Second, the Estimating Effective Migration Surfaces (EEMS) software was used to visualize the gene flow patterns among sampling sites. EEMS estimates migration rates so that the genetic differences observed in the data match the genetic differences expected under an idealized stepping-stone model. These estimates are then interpolated across sampling sites to produce an “estimated effective migration surface”—a visual representation of genetic variation—that highlights regions with higher-than-average and lower-than-average historical gene flow77. To capture the continuous population structure, EEMS covers the habitat with a dense regular grid, in which each deme exchanges migrants with its neighbors. If habitable regions are unsampled, estimates are based on the prior, which assumes no heterogeneity in migration rates77. EEMS was run with the full set of 4209 SNPs using 500 demes and three independent chains of 5,000,000 MCMC iterations with a burn-in of 1,000,000 and sampling performed every 9999 iterations. The proposed variances were adjusted considering an acceptance rate ranging from 10 to 40%. Results were plotted using the rEEMSplots package77 in R. Note that the results for effective migration rates are on a log10 scale (denoted as log(m) in the plot) relative to the overall migration rate in the habitat.

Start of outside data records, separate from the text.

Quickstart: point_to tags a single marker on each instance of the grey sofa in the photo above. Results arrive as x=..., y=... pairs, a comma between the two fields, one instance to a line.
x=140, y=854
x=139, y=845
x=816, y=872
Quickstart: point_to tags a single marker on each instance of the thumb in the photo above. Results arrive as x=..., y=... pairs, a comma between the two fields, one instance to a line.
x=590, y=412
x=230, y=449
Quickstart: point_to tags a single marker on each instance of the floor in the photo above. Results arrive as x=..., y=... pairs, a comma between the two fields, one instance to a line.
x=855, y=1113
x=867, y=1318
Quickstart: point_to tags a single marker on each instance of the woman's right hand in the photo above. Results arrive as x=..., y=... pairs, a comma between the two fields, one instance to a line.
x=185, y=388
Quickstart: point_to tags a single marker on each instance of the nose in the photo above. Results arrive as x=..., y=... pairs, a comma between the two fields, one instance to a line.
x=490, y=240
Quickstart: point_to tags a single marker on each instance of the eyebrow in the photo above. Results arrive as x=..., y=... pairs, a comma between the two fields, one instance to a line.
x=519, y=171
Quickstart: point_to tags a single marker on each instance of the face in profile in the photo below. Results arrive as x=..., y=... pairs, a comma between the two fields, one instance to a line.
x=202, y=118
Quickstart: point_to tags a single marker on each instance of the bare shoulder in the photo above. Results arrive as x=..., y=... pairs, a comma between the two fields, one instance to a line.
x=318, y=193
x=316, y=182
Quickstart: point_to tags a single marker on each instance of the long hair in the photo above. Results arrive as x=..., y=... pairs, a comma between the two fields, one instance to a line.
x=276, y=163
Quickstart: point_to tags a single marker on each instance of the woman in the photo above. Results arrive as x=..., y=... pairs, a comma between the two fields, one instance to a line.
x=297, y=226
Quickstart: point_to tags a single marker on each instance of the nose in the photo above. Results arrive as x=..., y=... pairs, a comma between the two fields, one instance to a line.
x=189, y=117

Thus, a log(m) = 1 represents an effective migration ten times greater than the average, and a log(m) = -1 corresponds to an effective migration ten times less than the average.

Finally, the direction and magnitude of the gene flow between pairs of sampling sites of M. edwardsii were estimated using the divMigrate function of the diveRsity library72 in R. The Alcala’s statistic (NmAlcala) was used as a distance measurement, which incorporates information from both Gst and D and maybe generally better suited to different demographic scenarios72. Furthermore, the asymmetry of gene flow between pairs of sites was tested with the full set of 4209 SNPs using a bootstrap of 1000 iterations with NmAlcala used as a distance measure.